To do this fix $\phi \in L^\infty(\mathbb{R})$ and suppose that $$\tag{1}\int_{-\infty}^\infty \phi(x)f(x)\, dx=0, \quad \forall f\in C_c(\mathbb{R}).$$ We claim that $\phi=0$ almost everywhere. Indeed, let $a<b$ be fixed numbers. Approximate the characteristic function $\chi_{[a,b]}$ with a family $\chi^{(\varepsilon)}_{[a, b]}$ of "trapezoidal-like" functions:
We have $$\int_{-\infty}^\infty \left\lvert \chi_{[a,b]}(x)-\chi_{[a,b]}^{(\varepsilon)}\right\rvert\, dx = 2\varepsilon$$ so \begin{align} \left\lvert \int_{-\infty}^\infty \phi(x)\chi_{[a,b]}(x)\, dx - \int_{-\infty}^\infty \phi(x)\chi_{[a, b]}^{(\varepsilon)}(x)\, dx \right\rvert & \le \lVert \phi\rVert_{\infty} \int_{-\infty}^\infty \left\lvert \chi_{[a,b]}(x)-\chi_{[a,b]}^{(\varepsilon)}(x)\right\rvert\, dx \\ &=2\varepsilon \lVert \phi\rVert_\infty. \end{align} In particular, $$\int_a^b \phi(x)\, dx=\lim_{\varepsilon \to 0} \int_{-\infty}^\infty \phi(x)\chi_{[a,b]}^{(\varepsilon)}\, dx,$$ and the last limit is $0$ due to our assumption (1): indeed, every $\chi_{[a, b]}^{(\varepsilon)}$ is a continuous function with compact support. We have thus shown that $$\tag{2} \int_a^b\phi(x)\, dx=0, \qquad \forall a<b.$$ It is intuitively clear that this can happen only if $\phi=0$ almost everywhere: for a rigorous proof of this you can apply the Lebesgue differentiation theorem or Lemma 1 of this post. This proves the claim.

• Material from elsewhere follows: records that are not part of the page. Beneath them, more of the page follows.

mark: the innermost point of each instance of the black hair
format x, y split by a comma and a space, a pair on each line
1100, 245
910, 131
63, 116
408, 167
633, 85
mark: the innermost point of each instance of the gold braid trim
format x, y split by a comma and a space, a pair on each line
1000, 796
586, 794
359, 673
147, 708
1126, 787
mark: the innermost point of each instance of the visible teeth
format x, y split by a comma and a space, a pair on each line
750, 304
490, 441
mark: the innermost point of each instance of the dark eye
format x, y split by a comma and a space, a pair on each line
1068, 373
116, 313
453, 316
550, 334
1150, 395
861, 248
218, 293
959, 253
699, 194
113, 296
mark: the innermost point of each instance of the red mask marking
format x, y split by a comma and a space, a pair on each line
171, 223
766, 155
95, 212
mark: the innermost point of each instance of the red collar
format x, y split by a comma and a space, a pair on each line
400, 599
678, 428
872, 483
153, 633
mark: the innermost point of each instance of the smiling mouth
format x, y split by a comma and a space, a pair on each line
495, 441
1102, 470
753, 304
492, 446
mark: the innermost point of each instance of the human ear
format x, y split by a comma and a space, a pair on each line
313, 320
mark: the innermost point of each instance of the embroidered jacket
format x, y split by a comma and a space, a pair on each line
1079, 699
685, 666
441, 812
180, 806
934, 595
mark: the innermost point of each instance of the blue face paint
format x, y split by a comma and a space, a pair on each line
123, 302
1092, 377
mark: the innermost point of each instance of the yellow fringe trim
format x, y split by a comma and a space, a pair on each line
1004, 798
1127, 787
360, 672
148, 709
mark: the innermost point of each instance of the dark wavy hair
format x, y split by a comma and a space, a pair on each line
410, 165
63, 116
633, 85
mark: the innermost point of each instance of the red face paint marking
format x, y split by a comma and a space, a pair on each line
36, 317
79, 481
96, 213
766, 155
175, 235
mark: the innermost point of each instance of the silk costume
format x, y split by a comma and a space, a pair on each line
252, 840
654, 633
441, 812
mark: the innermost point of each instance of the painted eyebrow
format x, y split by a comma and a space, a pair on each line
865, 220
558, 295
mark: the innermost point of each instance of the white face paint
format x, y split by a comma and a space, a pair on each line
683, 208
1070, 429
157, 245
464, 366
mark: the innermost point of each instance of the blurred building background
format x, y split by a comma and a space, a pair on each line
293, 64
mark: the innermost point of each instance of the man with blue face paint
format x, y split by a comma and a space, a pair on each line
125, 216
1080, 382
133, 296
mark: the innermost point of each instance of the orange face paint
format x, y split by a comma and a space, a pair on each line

To conclude we only need to recall that every continuous linear functional $\Lambda \in \left[ L^1(\mathbb{R})\right]^\star$ is of the form $$\Lambda f= \int_{-\infty}^\infty \phi(x)f(x)\, dx,\qquad f \in L^1(\mathbb{R}),$$ for a unique $\phi\in L^\infty(\mathbb{R})$, and then apply the Hahn-Banach separation theorem. $\square$
A final remark: Even if we did not mention convolutions explicitly, the present proof is not that different in nature from the ones presented above. Both rely on the possibility of approximating "rough" functions (like our $\chi_{[a, b]}$) with "smooth" ones.
Solution 2:
What you do is convolution against "good" functions. If you do the convolution with a $C^\infty$ function, the result will be $C^\infty$.
You can find the details in Chapter 9 of Wheeden-Zygmund. There you can find proofs of the following facts (I'll write $1$-dimensional versions, but the results are $n$-dimensional):
If $f\in L^p(\mathbb R)$, $g\in C^k_0(\mathbb R)$, then $f*g\in C^k(\mathbb R)$ and $$D^\alpha(f*g)(x)=(f*D^\alpha g)(x)$$ for any $\alpha$.
Given $g\in C^\infty_0(\mathbb R)$ with $g\geq0$ and $\int_{\mathbb R}g=1$, $\varepsilon>0$, let $g_\varepsilon(x)=\varepsilon^{-1}g(\varepsilon^{-1}x)$. For any $f\in L^p(\mathbb R)$, $\|f*g_\varepsilon-f\|_p\to0$ as $\varepsilon\to0$.
Given $f\in L^p(\mathbb R)$, $\delta>0$, let $f=f_1+f_2$, where $f_1$ has compact support and $\|f_2\|_2<\delta$. Choose $g$ as in 2); then $\|f_1*g_\varepsilon-f_1\|_p\to0$ as $\varepsilon\to0$. Now $$ \|f_1*g_\varepsilon-f\|_p\leq \|f_1*g_\varepsilon-f_1\|_p+\|f_2\|_p<2\delta $$ if $\varepsilon$ is small enough. As $f_1*g_\varepsilon\in C_c(\mathbb R)$, we are done.